The plaintiffs in the first suit are Lauren Hawse, Frank and Jean O’Brien and Dr. Stephen J. Pieper. They’ve filed suit against County Executive Sam Page and Dr. Emily Doucette, director of the St. Louis County Public Health Department.
The plaintiffs in the business suit are SH3 Health Consulting LLC, a company owned by Allan Finnegan that runs an Anytime Fitness gym in Manchester, and Elder’s Antiques LLC in St. Louis, owned by Cherri Elder.
Page and Doucette are also defendants in the second suit, as are St. Louis Mayor Lyda Krewson and Dr.

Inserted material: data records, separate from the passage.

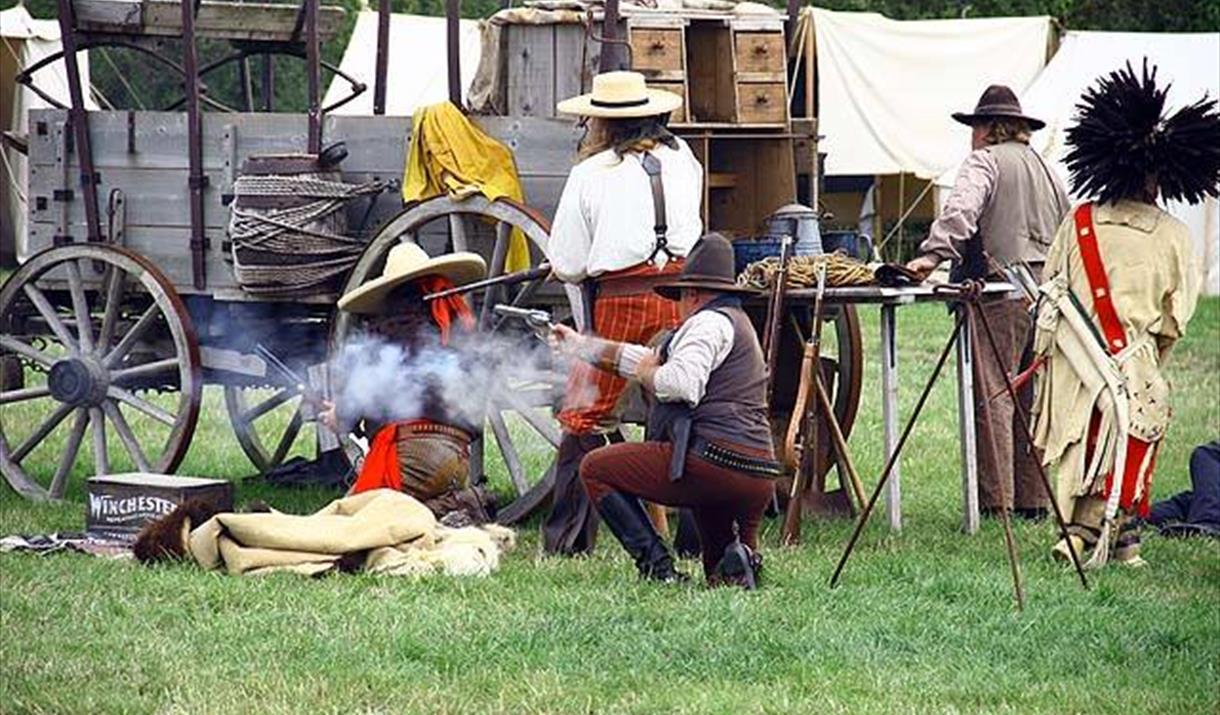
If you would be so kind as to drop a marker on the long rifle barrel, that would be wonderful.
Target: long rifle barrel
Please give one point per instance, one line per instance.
(542, 271)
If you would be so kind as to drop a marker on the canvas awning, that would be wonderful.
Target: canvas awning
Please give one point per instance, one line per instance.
(417, 64)
(1186, 62)
(886, 88)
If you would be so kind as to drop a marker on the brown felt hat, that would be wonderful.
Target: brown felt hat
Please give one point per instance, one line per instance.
(708, 267)
(998, 101)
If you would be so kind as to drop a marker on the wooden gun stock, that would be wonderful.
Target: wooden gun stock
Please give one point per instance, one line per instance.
(800, 445)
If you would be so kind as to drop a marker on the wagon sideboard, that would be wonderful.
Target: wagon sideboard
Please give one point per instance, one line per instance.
(140, 159)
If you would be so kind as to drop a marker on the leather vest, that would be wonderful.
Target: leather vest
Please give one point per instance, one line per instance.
(733, 405)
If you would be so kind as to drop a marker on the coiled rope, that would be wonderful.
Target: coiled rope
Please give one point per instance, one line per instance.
(841, 270)
(295, 248)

Fredrick Echols, the director of the city health department. Plaintiffs in both cases are seeking injunctive relief.
In the suit challenging limits on religious gatherings, the plaintiffs sought intervention from the 8th U.S. Circuit Court of Appeals to hasten a preliminary injunction. On May 8, the court denied their request.
Their petition for a writ of mandamus followed an order May 3 by U.S. District Judge Ronnie L. White, allowing for additional briefing on whether the plaintiffs have standing to sue. In the order, White said he first would address standing before holding a hearing.

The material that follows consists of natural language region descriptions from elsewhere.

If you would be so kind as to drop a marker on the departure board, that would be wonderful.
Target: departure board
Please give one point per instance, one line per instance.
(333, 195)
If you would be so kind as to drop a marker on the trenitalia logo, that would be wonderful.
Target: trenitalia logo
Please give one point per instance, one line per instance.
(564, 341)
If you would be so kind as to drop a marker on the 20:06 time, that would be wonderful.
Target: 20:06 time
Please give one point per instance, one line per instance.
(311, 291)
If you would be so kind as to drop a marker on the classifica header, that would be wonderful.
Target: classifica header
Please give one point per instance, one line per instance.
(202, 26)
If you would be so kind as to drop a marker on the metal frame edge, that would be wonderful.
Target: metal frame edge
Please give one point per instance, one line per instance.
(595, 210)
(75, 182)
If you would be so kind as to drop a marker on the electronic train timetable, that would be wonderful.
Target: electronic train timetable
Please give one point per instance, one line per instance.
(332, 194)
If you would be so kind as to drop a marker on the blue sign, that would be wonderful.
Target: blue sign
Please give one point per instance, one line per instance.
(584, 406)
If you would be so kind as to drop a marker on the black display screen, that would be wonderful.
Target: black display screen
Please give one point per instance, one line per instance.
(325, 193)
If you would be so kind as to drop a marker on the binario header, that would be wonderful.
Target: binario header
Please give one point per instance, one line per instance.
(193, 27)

He set a tentative date for a May 12 hearing, should he rule that the plaintiffs have standing.
While the complaint includes references to the plaintiffs’ church sizes and attendance at religious services, their attorney, Michael Quinlan, said the relief they’re seeking isn’t limited to worship services. He said the impetus for the suit was a funeral service at which attendance was curtailed by the order.

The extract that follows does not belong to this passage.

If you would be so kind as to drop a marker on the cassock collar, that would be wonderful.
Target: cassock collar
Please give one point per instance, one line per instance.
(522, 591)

He said his objective in filing the suit is to ensure religious exercise is treated equally with other essential activities.
“We want our worship and our gathering, to praise God, to worship God, to console one another in the context of our faith, to receive the same treatment as all the other so-called essential activities,” he said.
He added his clients are willing to abide by guidelines for reducing transmission of the virus, including practicing social distancing.
Neal Perryman of Lewis Rice is representing the county. He did not respond to a message seeking comment on that case.
In the suit brought by the businesses, the plaintiffs alleged that the city and county orders conflict with a state regulation that states “only the director of the [state] Department of Health and Senior Services or the director’s designated representative shall have the authority to close a public or private school or other place of public or private assembly.”
They also allege that their classification as non-essential businesses infringes on their rights to association and assembly.
On May 6, U.S. District Judge Stephen R. Clark held a hearing on the businesses’ motion for a preliminary injunction. As of midday Friday, he had not ruled in the case.
During arguments, the plaintiffs’ attorney, Bevis Schock, conceded that, at present, the director of the Missouri Department of Health and Senior Services has not declared a statewide pandemic.
He said “there is no question that we’re in a statewide pandemic,” however, and he asked Clark to take judicial notice of the big picture of COVID-19 in the state.
Clark questioned the parties about whether an official declaration is needed, or whether there can be a de facto declaration.
Both the county and city argued that the court should decline to exercise its jurisdiction in the case.
Robert Dierker, who represented the city, said Schock “has waded into one of the more complex areas of law” in terms of interplay between state laws, regulations and the authority given to constitutional charter cities and counties.
“This is not the kind of situation that calls for federal judicial intrusion into the management of this public health crisis or in this issue of construing state law,” he said. “We submit the court should dismiss, certainly abstain, and we have also argued that the merits of Mr. Schock’s complaint are insufficient.”
Perryman said that without a statewide declaration, there is no case. He said Schock has been “very candid about what the case is and isn’t.”
“At this point, the case isn’t,” he said. “If you don’t have a state-law conflict, you can’t have a deprivation of civil rights.”
The cases are SH3 Health Consulting LLC et al. v. Page et al., 4:20-cv-00605, and Hawse et al. v. Page et al., 4:20-cv-00588.